The Financial Conduct Authority in the UK revealed in its annual business plan today that it will be taking a look at how investment banks deal with conflicts of interests between their obligations to clients and their own trading positions. Moreover, the British regulator is also said to go over the banks' measures on preventing accidental sharing or disclosure of confidential information to be used against each other.
On the FCA's website, the regulator said, "We will increase the intensity with which we supervise wholesale conduct to ensure transactions between more sophisticated market participants do not have a harmful impact on market integrity. (That will include) firm-specific assessments of investment banks, trading firms and asset managers."

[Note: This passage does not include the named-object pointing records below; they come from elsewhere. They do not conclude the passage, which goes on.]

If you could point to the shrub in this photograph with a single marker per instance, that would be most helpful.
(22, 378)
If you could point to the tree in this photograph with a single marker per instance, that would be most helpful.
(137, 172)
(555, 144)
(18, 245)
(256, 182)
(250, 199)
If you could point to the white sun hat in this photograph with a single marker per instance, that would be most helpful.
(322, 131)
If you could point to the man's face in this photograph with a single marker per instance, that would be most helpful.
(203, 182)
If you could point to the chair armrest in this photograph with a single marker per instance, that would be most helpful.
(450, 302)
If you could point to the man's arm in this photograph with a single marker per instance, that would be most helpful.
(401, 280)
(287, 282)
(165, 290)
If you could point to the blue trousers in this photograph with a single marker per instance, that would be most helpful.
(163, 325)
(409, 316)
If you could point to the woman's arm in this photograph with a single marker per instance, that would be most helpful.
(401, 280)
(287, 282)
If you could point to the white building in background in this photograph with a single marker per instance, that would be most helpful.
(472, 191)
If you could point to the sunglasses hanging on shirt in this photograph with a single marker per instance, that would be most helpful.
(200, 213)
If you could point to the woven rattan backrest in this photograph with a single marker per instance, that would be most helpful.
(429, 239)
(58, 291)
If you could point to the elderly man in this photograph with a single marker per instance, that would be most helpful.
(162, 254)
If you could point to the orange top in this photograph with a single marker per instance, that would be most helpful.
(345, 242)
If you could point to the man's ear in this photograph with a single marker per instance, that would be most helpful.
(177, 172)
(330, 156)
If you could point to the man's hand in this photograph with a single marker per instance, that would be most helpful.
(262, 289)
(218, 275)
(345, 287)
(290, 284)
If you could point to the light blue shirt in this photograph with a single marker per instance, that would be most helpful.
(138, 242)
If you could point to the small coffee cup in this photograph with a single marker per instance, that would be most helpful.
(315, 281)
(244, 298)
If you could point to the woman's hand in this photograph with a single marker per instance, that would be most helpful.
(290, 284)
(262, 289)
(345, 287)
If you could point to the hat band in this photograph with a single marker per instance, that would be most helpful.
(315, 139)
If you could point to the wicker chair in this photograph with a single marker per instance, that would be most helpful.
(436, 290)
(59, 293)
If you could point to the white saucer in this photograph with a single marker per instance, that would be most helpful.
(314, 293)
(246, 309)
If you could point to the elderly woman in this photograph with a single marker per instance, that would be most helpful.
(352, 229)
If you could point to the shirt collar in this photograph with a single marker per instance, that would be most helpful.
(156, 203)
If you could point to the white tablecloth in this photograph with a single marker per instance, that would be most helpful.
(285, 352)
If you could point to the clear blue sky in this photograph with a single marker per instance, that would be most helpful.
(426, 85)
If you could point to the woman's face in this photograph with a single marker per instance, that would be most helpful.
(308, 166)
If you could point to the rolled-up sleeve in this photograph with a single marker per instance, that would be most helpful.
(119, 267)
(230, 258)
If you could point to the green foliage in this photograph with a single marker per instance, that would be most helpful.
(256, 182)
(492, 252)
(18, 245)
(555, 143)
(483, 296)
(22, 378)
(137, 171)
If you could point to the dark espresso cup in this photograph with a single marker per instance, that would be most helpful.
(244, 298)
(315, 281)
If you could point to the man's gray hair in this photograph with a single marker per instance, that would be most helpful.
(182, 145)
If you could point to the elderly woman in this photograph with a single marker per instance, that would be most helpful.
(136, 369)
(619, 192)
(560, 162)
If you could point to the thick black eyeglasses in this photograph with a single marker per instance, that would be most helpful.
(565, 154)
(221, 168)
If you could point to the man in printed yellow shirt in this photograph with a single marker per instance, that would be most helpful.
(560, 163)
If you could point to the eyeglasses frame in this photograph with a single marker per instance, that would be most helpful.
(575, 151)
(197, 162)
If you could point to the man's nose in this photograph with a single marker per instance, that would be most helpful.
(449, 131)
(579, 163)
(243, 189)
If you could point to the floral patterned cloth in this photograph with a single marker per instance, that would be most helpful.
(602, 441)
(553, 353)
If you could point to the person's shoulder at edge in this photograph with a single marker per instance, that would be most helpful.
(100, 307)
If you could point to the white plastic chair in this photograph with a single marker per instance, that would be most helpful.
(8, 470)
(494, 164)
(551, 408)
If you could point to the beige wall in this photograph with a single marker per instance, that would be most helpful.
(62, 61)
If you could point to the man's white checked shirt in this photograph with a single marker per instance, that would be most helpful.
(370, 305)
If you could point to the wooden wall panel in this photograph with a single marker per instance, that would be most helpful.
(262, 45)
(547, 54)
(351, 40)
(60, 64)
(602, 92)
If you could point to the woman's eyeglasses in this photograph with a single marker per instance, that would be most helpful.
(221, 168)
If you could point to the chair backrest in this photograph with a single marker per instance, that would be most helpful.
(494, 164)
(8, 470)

The statement of the FCA, which is a spin off of the Financial Services Authority, a unit of the Bank of England, followed the subsequent reviews by regulators all over the world on the possible rigging of benchmark rates by traders. The benchmark rates in question, the WM/Reuters rates, are a foreign-exchange benchmark being used by companies and investors.
Bloomberg said that FCA's interest in the banks' measures on confidential client information handling was spurred from the concern that the lack or the inadequacy of tighter regulations could have led to traders conspiring with each other to manipulate benchmark rates. In a separate risk report published by the regulator today, FCA said that investment banks could not have been observing the requirements needed to keep client information confidential and apart from trading desks or prevent them to be passed to clients at inappropriate times.
Aside from confidentiality measures of investment banks, Bloomberg said that the FCA will be looking into several transactions that could have been used fraudulently or deals that caused market abuse. One would be whether customers who have life insurance policies issued since the 1970s were treated unfairly. Another would be the misuse of in-house funds by wealth management firms.